We can call operator $\op U_t\equiv\exp[-i\op Ht/\hbar]$ the

*time-development operator*. It is easy to verify that the time-development operator is*unitary*: $$\op U_t{}^\dagger\op U_t=e^{i\op Ht/\hbar}\,e^{-i\op Ht/\hbar}=\op1.$$ Of course, it must satisfy an equation of motion that is consistent with the time-dependent Schroedinger equation for $\ket{\psi(t)}$, namely $$i\hbar\pdby{\op U_t}t=\op H\op U_t\,;$$ you can check that this holds by directly differentiating the series for $\exp[-i\op Ht/\hbar]$.- The exponential function also appears in the formula for the
partition function of a quantum system: $$Z=\sum_ie^{-\beta
E_i},$$ where $E_i$ are the energy levels (eigenvalues of the
Hamiltonian, $\hat H$) and $\beta=1/(\kT)$. Thus, $$e^{-\beta
E_i} = \bra{u_i}\exp(-\beta\op H)\ket{u_i},$$ where
$\ket{u_i}$ is an energy eigenfunction. So the partition
function is the sum of the diagonal elements (i.e.,
the
*trace*) of the matrix of $\exp(-\beta\op H)$: $$Z = \sum_i\bra{u_i}\exp(-\beta\op H)\ket{u_i}=\Tr[\exp(-\beta\op H)].$$ This is quite a useful formula, because the trace is independent of the choice of basis.

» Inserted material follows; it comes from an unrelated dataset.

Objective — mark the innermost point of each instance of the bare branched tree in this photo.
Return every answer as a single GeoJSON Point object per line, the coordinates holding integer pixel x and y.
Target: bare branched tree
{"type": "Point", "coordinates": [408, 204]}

Even if we can't calculate the eigenvectors and eigenvalues of $\op H$ exactly, we may still be able to approximate the sum $$Z = \Tr[\exp(-\beta\op H)]=\sum_j\brae j\exp(-\beta\op H)\kete j$$ by making an appropriate choice of basis, $\basis{e_i}$.[Too vague. Example might be where $\op H=\op H_0+\lambda\op H_1$ and $\basis{e_i}$ are eigenvectors of $\op H_0$. Possible then to expand $Z(\lambda)$ (or, more usefully, $F(\lambda)-F(0)=-\kT\log[Z(\lambda)/Z(0)]$) in powers of $\lambda$. But a specific example would be more suitable for year 4.]